When interventions and study populations are sufficiently similar across the different studies, we will pool the data across studies and estimate summary effect sizes using both fixed- and random-effects models. We intend to compare the estimates from fixed- and random-effects models in an attempt to explore the influence of small-study effects on results of a meta-analysis with intra-study heterogeneity. Specifically, we will estimate the log (risk ratio) for each included study and use the inverse variance method to calculate study weights. The inverse variance method assumes that the variance for each study is inversely proportional to its importance, therefore more weight is given to studies with less variance than studies with greater variance. If the estimates between the two modeling approaches are similar, then we can assume effects from small-studies only slightly affect the intervention's summary estimate. If estimates from random-effects are qualitatively substantially more beneficial than fixed-effects estimates, we will investigate whether the interventions were more effective in smaller studies than in larger studies. If upon reviewing the methodologies of the included studies we conclude that the larger studies were more rigorous, we may consider presenting only results from larger studies in a meta-analysis. As such, we intend to explore potential methodologic reasons for those differences in fixed- or random-effects estimates.

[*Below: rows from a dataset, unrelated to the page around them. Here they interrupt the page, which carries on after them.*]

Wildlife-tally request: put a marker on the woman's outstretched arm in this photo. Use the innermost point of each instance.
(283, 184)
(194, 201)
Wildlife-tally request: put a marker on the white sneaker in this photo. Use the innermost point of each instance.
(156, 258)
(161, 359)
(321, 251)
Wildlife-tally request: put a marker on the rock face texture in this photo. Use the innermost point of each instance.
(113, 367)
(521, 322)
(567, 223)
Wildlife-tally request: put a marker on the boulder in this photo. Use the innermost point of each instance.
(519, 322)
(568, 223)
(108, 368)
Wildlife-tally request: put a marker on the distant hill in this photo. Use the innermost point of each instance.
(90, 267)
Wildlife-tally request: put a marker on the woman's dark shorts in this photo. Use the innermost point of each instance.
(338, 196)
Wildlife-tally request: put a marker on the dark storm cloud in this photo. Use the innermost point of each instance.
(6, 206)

We will summarise the quality of evidence for the studies separately for each outcome for which data are available in GRADE Summary of Findings tables and GRADE evidence profiles (Guyatt 2008).
Subgroup analysis and investigation of heterogeneity
Heterogeneity will be explored by analyses per subgroup, which will be performed for populations or types of interventions that are dissimilar in a meaningful way. These analyses could include subgroup analyses based on the HIV risk group, perinatally-acquired vs sexually acquired, the study region, higher-income vs. low or middle-income country, characteristics of key populations, or other factors.

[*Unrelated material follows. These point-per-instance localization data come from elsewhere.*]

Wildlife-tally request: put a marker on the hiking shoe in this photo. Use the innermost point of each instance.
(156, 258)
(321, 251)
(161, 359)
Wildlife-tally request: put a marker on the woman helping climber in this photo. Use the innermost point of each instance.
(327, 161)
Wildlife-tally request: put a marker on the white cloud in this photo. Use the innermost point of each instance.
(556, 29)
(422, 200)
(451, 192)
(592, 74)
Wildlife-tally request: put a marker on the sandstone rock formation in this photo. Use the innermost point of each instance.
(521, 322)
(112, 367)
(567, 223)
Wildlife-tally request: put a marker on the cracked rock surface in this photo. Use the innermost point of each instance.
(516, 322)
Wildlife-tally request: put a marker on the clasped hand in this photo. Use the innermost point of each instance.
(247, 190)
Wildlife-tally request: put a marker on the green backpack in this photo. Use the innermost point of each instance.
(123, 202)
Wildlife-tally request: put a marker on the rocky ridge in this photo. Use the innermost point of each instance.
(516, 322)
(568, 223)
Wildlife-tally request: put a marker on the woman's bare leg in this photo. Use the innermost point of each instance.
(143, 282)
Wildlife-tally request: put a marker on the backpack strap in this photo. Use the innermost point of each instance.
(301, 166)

If possible, we will perform sub-group analysis by baseline immune status (e.g. CD4 count) of study participants and by gender. Heterogeneity will also be explored using further sub-group analyses by setting (middle- or low- versus high-income country) and by HPV vaccine type (quadrivalent versus bivalent). A test for interaction will be performed for each subgroup comparison.
If pooled results are heterogeneous for the selected studies, we will conduct sensitivity analyses to identify studies with outlying results for further examination.